The gains from the global implementation of polio eradication initiatives

are not only monetary. The GPEI has Selleck GS-9973 trained an enormous cadre of staff who understand basic health care needs and can provide services to people in the poorest areas in the world. Activities undertaken under the auspices of the GPEI have also contributed to the improvement of public health at large and increased the effectiveness of other preventive programs. Polio program staff have supported the surveillance of and response to measles, tetanus, meningitis, yellow fever and cholera. Furthermore, in many countries, the GPEI successfully expanded its delivery model to include the distribution of Vitamin A supplements alongside polio immunizations, estimated to have averted at least 1.1 million Vitamin A deficiency-related deaths from 1988 to 2010 [25]. In 2012, GF120918 concentration the World Health Assembly requested a comprehensive GSK2118436 in vivo polio endgame strategy [26], which culminated in the development of the Polio Eradication and Endgame Strategic Plan 2013–2018 [27]. The Plan is based

on broad consultations with national health authorities, global health initiatives, scientific experts, donor partners and other stakeholders. The Plan has four main objectives: to stop all wild poliovirus transmission by the end of 2014 and new cVDPV outbreaks within 120 days of confirmation of the first case; to strengthen immunization systems, introduce IPV into the routine immunization schedule globally and withdraw the use of oral polio vaccines; certify Chloroambucil all regions of the world polio-free by 2018 and ensure the safe containment of all poliovirus stocks; and to ensure that the world remains permanently polio-free with careful legacy planning as well as planning for the transition of assets and the infrastructure of the polio program to benefit

other development goals and global health interventions.
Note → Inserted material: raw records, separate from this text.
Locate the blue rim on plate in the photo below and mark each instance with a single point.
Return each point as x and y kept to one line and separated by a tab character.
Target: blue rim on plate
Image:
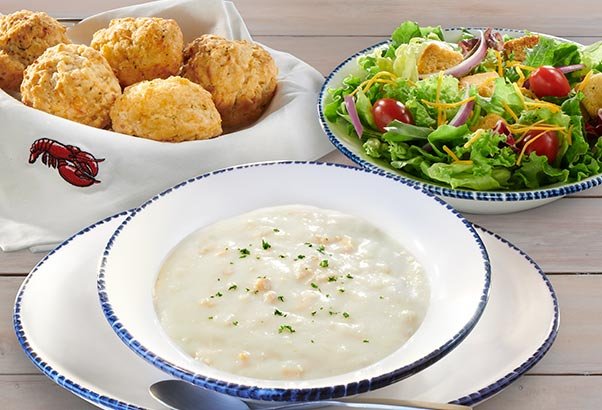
97	398
524	195
282	394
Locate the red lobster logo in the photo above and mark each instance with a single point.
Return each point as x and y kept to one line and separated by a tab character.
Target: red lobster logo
77	167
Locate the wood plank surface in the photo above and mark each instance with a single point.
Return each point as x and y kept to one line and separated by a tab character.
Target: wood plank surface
36	392
325	53
380	17
576	350
565	237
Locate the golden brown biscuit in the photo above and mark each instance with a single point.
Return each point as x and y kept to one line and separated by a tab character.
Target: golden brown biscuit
24	36
241	77
141	48
173	110
72	81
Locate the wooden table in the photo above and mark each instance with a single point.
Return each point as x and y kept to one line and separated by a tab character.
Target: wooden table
565	237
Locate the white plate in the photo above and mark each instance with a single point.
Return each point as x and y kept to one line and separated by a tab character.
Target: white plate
61	328
137	250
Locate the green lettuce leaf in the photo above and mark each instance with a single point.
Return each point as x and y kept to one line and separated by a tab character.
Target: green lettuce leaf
421	115
535	172
505	93
447	135
405	32
364	109
398	131
405	64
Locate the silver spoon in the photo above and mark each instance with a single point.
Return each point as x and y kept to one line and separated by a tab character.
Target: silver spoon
180	395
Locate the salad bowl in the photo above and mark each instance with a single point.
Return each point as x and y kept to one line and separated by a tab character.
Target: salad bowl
480	201
135	252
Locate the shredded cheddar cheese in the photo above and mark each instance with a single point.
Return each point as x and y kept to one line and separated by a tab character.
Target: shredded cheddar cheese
531	141
447	105
509	111
440	119
500	68
521	78
519	92
569	135
543	104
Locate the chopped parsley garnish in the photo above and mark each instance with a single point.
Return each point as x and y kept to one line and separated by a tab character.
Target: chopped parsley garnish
265	245
286	328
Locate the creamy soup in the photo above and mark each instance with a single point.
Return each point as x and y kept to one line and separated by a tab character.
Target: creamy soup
290	292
The Plan aims to withdraw the use of the type-2 component of OPV in all routine immunization programs by mid-2016. The importance of withdrawing the type-2 component as quickly as possible was reinforced by the 2012 polio outbreaks caused by circulating type-2 vaccine-derived polioviruses, which left 65 children paralyzed in 7 countries: Afghanistan, Chad, the Democratic Republic of Congo, Kenya, Nigeria, Pakistan and Somalia [28]. As of August 13, 2013, 17 cases of polio due to circulating type-2 vaccine-derived polioviruses were reported in 6 countries: Afghanistan, Cameroon, Chad, Nigeria, Pakistan and Somalia [29]. The withdrawal of the type-2 component of OPV will require the strengthening of immunization systems, the introduction of at least one dose of affordable IPV into the routine immunization schedule globally and then the replacement of tOPV with bOPV. This would pave the way for the eventual withdrawal of bOPV use in 2019–2020.